A couple weeks later everyone shows up again and the same thing happens. Both Cora Coulter and Reginald Bogy claim that they have nothing to do with it and are mystified. The presiding judge of the Sevier Country Circuit Court keeps telling the clerk of the court no more postponements but they mysteriously keep happening anyhow. This is all very mysterious because, although postponements might be the rule in courts of law, they are all but unknown to this particular American jurispruance, that is to say, matters before the small claims court in De Queen.
The problem in part lies with W. Collins Dequincy, the Clerk of the Sevier Country Circuit Court. He is now 90 years old and has been reelected to a position he has held since he got out of the Army in 1946. Dequincy came back to De Queen and everyone was very excited that he had won America’s second highest decoration, the Bronze Star. They could do no better by their home town hero than to elect him Clerk of the Sevier Country Circuit Court. Now the men down at the American Legion might have told people that they had it all wrong and that the Bronze Star was not America’s second highest decoration but Dequincy was one of their own and they said nothing. They did not put a lot of stock in who got what medal and who did not, you see. Dequincy himself was much too polite a person to correct all the important people in town who kept saying that he held the Nation’s second highest award.
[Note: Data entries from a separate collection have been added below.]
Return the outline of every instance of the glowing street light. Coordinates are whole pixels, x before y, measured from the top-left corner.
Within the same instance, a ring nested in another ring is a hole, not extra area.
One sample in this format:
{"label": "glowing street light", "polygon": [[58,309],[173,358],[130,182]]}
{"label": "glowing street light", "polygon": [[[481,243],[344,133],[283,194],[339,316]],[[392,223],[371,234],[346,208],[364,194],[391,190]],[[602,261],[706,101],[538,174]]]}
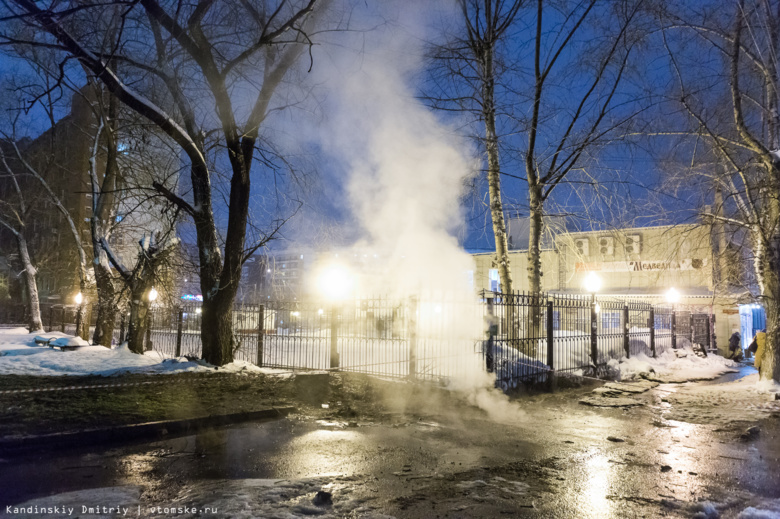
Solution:
{"label": "glowing street light", "polygon": [[322,296],[331,301],[344,299],[352,291],[352,276],[342,265],[333,264],[324,268],[317,280],[317,288]]}

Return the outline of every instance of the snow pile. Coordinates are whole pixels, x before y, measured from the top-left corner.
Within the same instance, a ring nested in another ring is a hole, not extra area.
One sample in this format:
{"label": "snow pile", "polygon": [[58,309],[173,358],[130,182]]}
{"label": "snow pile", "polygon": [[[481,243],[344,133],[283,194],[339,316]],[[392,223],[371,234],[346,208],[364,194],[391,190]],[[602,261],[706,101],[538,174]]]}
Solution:
{"label": "snow pile", "polygon": [[[40,336],[40,334],[39,334]],[[213,371],[213,367],[185,358],[164,359],[155,351],[144,355],[132,353],[126,344],[109,349],[103,346],[89,346],[80,338],[59,332],[43,334],[41,337],[55,337],[52,344],[79,346],[74,351],[61,351],[35,343],[36,336],[25,328],[0,329],[0,375],[102,375],[122,373],[166,374],[185,371]],[[86,344],[86,345],[84,345]],[[228,372],[258,371],[246,362],[238,361],[220,368]],[[254,368],[254,367],[253,367]]]}
{"label": "snow pile", "polygon": [[780,385],[759,384],[758,373],[722,384],[675,384],[661,390],[670,406],[664,413],[667,420],[727,427],[780,413],[780,400],[775,400]]}
{"label": "snow pile", "polygon": [[681,348],[664,351],[656,358],[638,353],[631,358],[611,359],[607,367],[617,380],[646,376],[663,382],[685,382],[714,379],[724,373],[738,371],[739,364],[720,355],[699,357],[693,349]]}

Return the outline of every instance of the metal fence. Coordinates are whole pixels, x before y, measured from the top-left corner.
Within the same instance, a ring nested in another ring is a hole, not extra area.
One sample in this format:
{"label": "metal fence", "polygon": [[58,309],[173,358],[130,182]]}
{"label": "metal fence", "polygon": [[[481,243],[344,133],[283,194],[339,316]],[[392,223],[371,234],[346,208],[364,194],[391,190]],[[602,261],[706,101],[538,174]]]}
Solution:
{"label": "metal fence", "polygon": [[[75,334],[77,310],[42,305],[44,326]],[[95,315],[85,310],[91,333]],[[197,302],[152,307],[146,349],[201,357],[202,311]],[[20,324],[25,317],[21,305],[0,306],[1,323]],[[118,317],[115,344],[124,339],[126,322],[126,315]],[[236,305],[233,329],[235,359],[258,366],[442,380],[478,365],[505,388],[552,381],[551,375],[600,376],[610,359],[714,343],[706,314],[593,296],[493,292],[470,301],[433,294]]]}

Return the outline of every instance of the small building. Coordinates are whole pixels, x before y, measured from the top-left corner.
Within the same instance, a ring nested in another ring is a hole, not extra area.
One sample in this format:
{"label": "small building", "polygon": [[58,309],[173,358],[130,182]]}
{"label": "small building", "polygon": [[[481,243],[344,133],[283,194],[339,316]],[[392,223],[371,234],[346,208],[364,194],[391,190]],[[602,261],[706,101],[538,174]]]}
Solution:
{"label": "small building", "polygon": [[[527,234],[526,220],[510,219],[509,226],[510,236],[514,236],[513,227]],[[740,304],[752,301],[747,290],[739,287],[744,287],[746,280],[734,279],[733,273],[725,279],[720,272],[724,263],[714,245],[712,226],[686,224],[570,232],[561,224],[548,229],[541,251],[543,291],[585,293],[584,279],[591,272],[602,280],[597,297],[603,299],[671,304],[667,293],[674,288],[679,293],[679,301],[674,303],[676,310],[711,316],[711,332],[721,351],[728,347],[734,331],[745,330],[745,340],[747,330],[742,326]],[[523,291],[528,289],[528,240],[513,240],[513,244],[518,242],[524,247],[511,250],[509,257],[513,289]],[[724,255],[731,258],[728,265],[732,271],[749,270],[744,264],[734,268],[734,262],[740,260],[734,251]],[[475,288],[500,292],[495,253],[476,253],[473,257]]]}

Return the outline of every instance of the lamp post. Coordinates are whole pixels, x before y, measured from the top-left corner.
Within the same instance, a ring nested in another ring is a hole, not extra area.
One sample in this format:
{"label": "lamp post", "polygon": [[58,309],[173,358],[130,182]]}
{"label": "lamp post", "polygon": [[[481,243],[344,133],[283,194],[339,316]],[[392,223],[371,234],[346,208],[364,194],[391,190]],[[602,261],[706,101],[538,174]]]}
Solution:
{"label": "lamp post", "polygon": [[672,305],[672,322],[670,323],[672,332],[672,349],[677,348],[677,313],[675,312],[675,304],[680,300],[680,293],[674,288],[670,288],[666,292],[666,302]]}
{"label": "lamp post", "polygon": [[598,348],[598,313],[601,310],[599,304],[596,302],[596,292],[601,290],[601,278],[598,274],[591,271],[585,276],[583,282],[585,291],[591,294],[590,299],[590,358],[593,361],[593,365],[598,365],[599,360],[599,348]]}
{"label": "lamp post", "polygon": [[331,305],[330,310],[330,367],[339,367],[338,315],[339,303],[352,292],[353,279],[343,265],[333,263],[323,268],[317,280],[317,288]]}
{"label": "lamp post", "polygon": [[81,322],[84,317],[84,303],[86,302],[86,299],[84,298],[84,294],[79,292],[73,297],[73,301],[78,305],[78,309],[76,310],[76,337],[81,337]]}

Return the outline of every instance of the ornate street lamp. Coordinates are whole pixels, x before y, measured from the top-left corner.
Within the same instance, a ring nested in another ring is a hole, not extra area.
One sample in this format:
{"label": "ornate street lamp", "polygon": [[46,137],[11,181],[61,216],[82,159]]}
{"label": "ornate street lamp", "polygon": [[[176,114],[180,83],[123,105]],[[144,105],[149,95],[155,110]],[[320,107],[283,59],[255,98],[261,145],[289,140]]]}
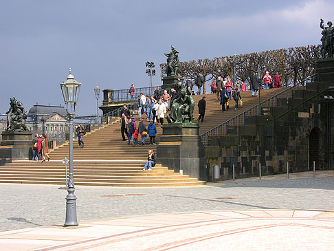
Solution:
{"label": "ornate street lamp", "polygon": [[263,78],[263,73],[262,72],[261,68],[260,65],[258,67],[258,69],[255,73],[256,74],[256,78],[258,79],[258,115],[261,115],[261,85],[262,85],[262,80]]}
{"label": "ornate street lamp", "polygon": [[81,83],[74,79],[71,72],[66,81],[60,83],[66,111],[69,120],[69,172],[67,184],[67,196],[66,197],[66,219],[65,226],[78,226],[76,219],[76,197],[74,195],[74,180],[73,179],[73,118],[76,113],[76,105],[79,97]]}
{"label": "ornate street lamp", "polygon": [[100,98],[100,90],[98,85],[94,88],[95,97],[96,98],[96,124],[98,124],[98,98]]}
{"label": "ornate street lamp", "polygon": [[145,63],[146,67],[148,67],[148,69],[146,69],[146,74],[148,75],[151,78],[151,88],[152,88],[152,76],[155,76],[155,69],[153,69],[155,66],[154,65],[153,62],[148,62],[147,61]]}

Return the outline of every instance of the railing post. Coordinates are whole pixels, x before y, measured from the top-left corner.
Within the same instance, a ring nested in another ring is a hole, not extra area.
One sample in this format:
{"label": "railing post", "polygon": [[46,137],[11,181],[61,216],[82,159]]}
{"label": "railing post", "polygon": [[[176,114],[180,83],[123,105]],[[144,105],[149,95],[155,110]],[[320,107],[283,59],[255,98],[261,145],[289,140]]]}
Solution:
{"label": "railing post", "polygon": [[313,160],[313,178],[315,177],[315,160]]}
{"label": "railing post", "polygon": [[261,175],[261,163],[258,163],[258,173],[260,174],[260,179],[262,179],[262,175]]}
{"label": "railing post", "polygon": [[287,179],[289,179],[289,162],[287,162]]}

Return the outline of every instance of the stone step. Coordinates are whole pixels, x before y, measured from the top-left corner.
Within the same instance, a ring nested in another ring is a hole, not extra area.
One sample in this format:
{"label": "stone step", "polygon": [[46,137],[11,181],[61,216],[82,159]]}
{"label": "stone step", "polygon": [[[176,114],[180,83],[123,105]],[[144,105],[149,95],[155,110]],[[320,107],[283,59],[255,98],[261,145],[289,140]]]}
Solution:
{"label": "stone step", "polygon": [[[63,185],[64,182],[54,181],[41,181],[41,180],[6,180],[1,179],[0,183],[13,183],[13,184],[52,184]],[[200,186],[205,185],[205,182],[161,182],[161,183],[111,183],[111,182],[76,182],[76,186],[126,186],[126,187],[151,187],[151,186]]]}

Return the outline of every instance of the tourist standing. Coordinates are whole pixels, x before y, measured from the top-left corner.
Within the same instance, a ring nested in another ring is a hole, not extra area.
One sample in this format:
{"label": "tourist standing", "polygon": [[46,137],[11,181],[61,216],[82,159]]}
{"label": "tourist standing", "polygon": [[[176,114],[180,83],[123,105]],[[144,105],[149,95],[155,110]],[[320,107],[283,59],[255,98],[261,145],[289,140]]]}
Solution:
{"label": "tourist standing", "polygon": [[204,122],[204,115],[205,113],[205,96],[203,96],[202,99],[199,101],[197,106],[199,107],[199,116],[197,120],[199,122],[201,120],[201,122]]}
{"label": "tourist standing", "polygon": [[132,135],[135,133],[135,118],[133,118],[129,120],[128,144],[130,144],[130,142],[132,139]]}
{"label": "tourist standing", "polygon": [[220,98],[219,96],[221,95],[221,91],[223,90],[223,81],[221,80],[221,76],[218,77],[216,86],[217,86],[217,100],[219,100],[219,98]]}
{"label": "tourist standing", "polygon": [[126,107],[126,105],[123,105],[123,107],[122,107],[121,109],[121,116],[120,117],[122,118],[122,114],[124,114],[125,115],[125,117],[130,117],[131,116],[131,114],[130,113],[130,111],[129,109],[128,109],[128,107]]}
{"label": "tourist standing", "polygon": [[225,104],[228,101],[228,92],[225,88],[223,87],[223,90],[221,93],[221,109],[225,111]]}
{"label": "tourist standing", "polygon": [[79,144],[79,148],[84,147],[83,136],[86,134],[85,131],[85,127],[81,127],[80,124],[77,124],[76,127],[76,131],[78,135],[78,143]]}
{"label": "tourist standing", "polygon": [[150,124],[148,124],[148,126],[147,127],[147,132],[150,137],[150,144],[156,144],[155,135],[157,134],[157,127],[153,120],[151,120]]}
{"label": "tourist standing", "polygon": [[236,87],[234,91],[233,91],[233,99],[236,102],[236,105],[234,105],[234,110],[236,111],[238,109],[238,102],[239,101],[239,98],[241,100],[241,96],[240,95],[240,91],[238,87]]}
{"label": "tourist standing", "polygon": [[225,84],[225,88],[228,92],[229,99],[232,99],[232,91],[233,89],[233,83],[231,81],[231,78],[228,78],[227,82]]}
{"label": "tourist standing", "polygon": [[217,83],[215,79],[213,80],[211,84],[211,92],[215,94],[217,92]]}
{"label": "tourist standing", "polygon": [[164,118],[165,118],[165,114],[167,112],[166,109],[166,105],[162,102],[162,100],[159,100],[159,108],[158,108],[158,118],[160,124],[164,124]]}
{"label": "tourist standing", "polygon": [[137,107],[138,107],[138,117],[140,117],[140,119],[142,119],[142,106],[144,105],[142,102],[142,98],[140,98],[140,96],[138,95],[137,96],[137,98],[138,99],[137,101]]}
{"label": "tourist standing", "polygon": [[260,83],[258,83],[256,74],[253,76],[251,81],[252,85],[252,96],[256,97],[258,94],[258,88],[260,88]]}
{"label": "tourist standing", "polygon": [[274,88],[280,88],[282,87],[282,78],[278,72],[274,77]]}
{"label": "tourist standing", "polygon": [[148,166],[148,170],[151,171],[152,167],[155,165],[155,156],[153,153],[153,150],[148,150],[148,156],[147,156],[147,162],[146,164],[145,164],[145,166],[144,166],[144,171],[146,171]]}
{"label": "tourist standing", "polygon": [[38,136],[38,140],[37,140],[37,151],[38,151],[38,160],[43,160],[42,141],[43,141],[43,135],[40,134]]}
{"label": "tourist standing", "polygon": [[49,153],[50,152],[50,150],[49,149],[49,143],[47,142],[47,135],[45,133],[43,133],[42,134],[42,139],[43,139],[43,141],[42,141],[42,155],[43,155],[43,160],[42,160],[42,162],[45,162],[46,157],[47,157],[47,161],[49,161],[50,160],[50,157],[49,157]]}
{"label": "tourist standing", "polygon": [[140,120],[140,124],[138,126],[138,133],[140,133],[140,138],[142,139],[142,146],[144,146],[145,144],[145,140],[147,138],[146,125],[145,124],[144,120]]}
{"label": "tourist standing", "polygon": [[167,93],[167,90],[164,91],[164,94],[162,94],[162,101],[165,104],[166,109],[168,109],[168,101],[170,100],[170,96]]}
{"label": "tourist standing", "polygon": [[131,100],[135,100],[135,84],[131,85],[131,87],[130,87],[129,92],[131,95]]}
{"label": "tourist standing", "polygon": [[190,90],[192,89],[194,84],[192,83],[192,80],[190,78],[187,78],[187,80],[186,81],[186,87],[188,88],[190,87]]}
{"label": "tourist standing", "polygon": [[[144,112],[147,115],[147,121],[151,120],[151,98],[148,97],[148,95],[145,96],[145,105],[144,105]],[[149,114],[149,115],[148,115]]]}
{"label": "tourist standing", "polygon": [[263,76],[263,83],[265,83],[267,89],[269,89],[269,85],[271,83],[271,76],[269,75],[269,72],[265,72],[265,74]]}
{"label": "tourist standing", "polygon": [[[128,117],[129,118],[129,117]],[[125,116],[124,113],[122,114],[122,118],[120,121],[120,125],[121,126],[121,134],[122,134],[122,138],[123,138],[123,141],[126,140],[125,139],[125,135],[127,136],[128,135],[128,124],[129,124],[129,120]]]}
{"label": "tourist standing", "polygon": [[160,99],[160,91],[158,91],[157,87],[154,87],[154,99],[159,100]]}
{"label": "tourist standing", "polygon": [[34,156],[32,160],[36,160],[36,157],[38,158],[38,151],[37,150],[37,141],[38,141],[38,134],[35,133],[35,137],[32,139],[32,150],[34,151]]}
{"label": "tourist standing", "polygon": [[201,89],[202,88],[203,86],[203,76],[200,73],[199,73],[199,76],[196,78],[196,85],[197,86],[197,88],[199,89],[199,91],[197,91],[197,94],[201,95]]}
{"label": "tourist standing", "polygon": [[133,132],[133,145],[136,146],[137,144],[138,144],[138,135],[139,133],[137,129],[135,129],[135,131]]}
He never spoke much about the war but if you knew what he did back in 1944 you would know his quiet man from De Queen did deserve some recognition from his country. It really was Collins Dequincy's mother and her uncle, the town's newspaper editor (a man who had gotten a deferment for poor eyesight during World War One), who had started people believing that anyhow. Collins' mother, Ann Collins Dequincy, figured that the Bronze Star was the grandest medal she had ever seen and surely had to be America’s second highest decoration. All her uncle ever needed was the semblance of a reliable source and into the paper it went and who was more reliable than his niece. Once folks read it in the paper they knew it had to be true. Anyhow, in his old age Dequincy keeps forgetting that the judge told him to stop cancelling the case and so it keeps happening.
Now, the reason Dequincy keeps cancelling the case is that in the morning when he comes to work, there is this pencil notation on the docket reading, “case postponed.” The judge keeps asking around and no one seems to know who wrote that on the docket. Well, I am one of the few people who know the truth. The truth is that it was written by Clyde Coulter. Clyde is a regular at the Teal Bar and Grill over in Broken Bow and so is Larry Loomis. The owner of the Teal Bar and Grill used his political influence to get his best customer, Larry, the job of janitor over in the Sevier Country Court House. You might think that this was a poor move on his part but when Larry gets off this shift at 10 he turns up at the Teal and keeps the place hopping until closing time. Even better, Larry no longer has any problem settling his bar tab. As far as everyone is concerned, it is a win-win situation.
One night Clyde Coulter had to take Larry home and while Larry was sleeping it off, he lifted the keys to the Sevier County Court House and had copies made. Knowing that he is driving Reginald Bogy and everyone else in De Queen crazy, he keeps sneaking into the Court House at night and writing on the docket that the case is postponed. So far Reginald Bogy is the only one who suspects and his friends tell him he is paranoid.
If Reginald only knew that it was also Clyde who caused him to bring Atlas, the Percheron-miniature donkey cross, to the McCurtain County fair in Idabel that day, would he ever be surprised. William Cowper’s tells us that “God moves in a mysterious way, his wonders to perform.” There never was anyone who wanted to trade a dairy goat for Atlas, but as events worked out it was Reginald Bogy who had the last laugh or so he might have thought if he only knew. We have not come to the end of this story and when we do we will see that Cowper’s words are only too true.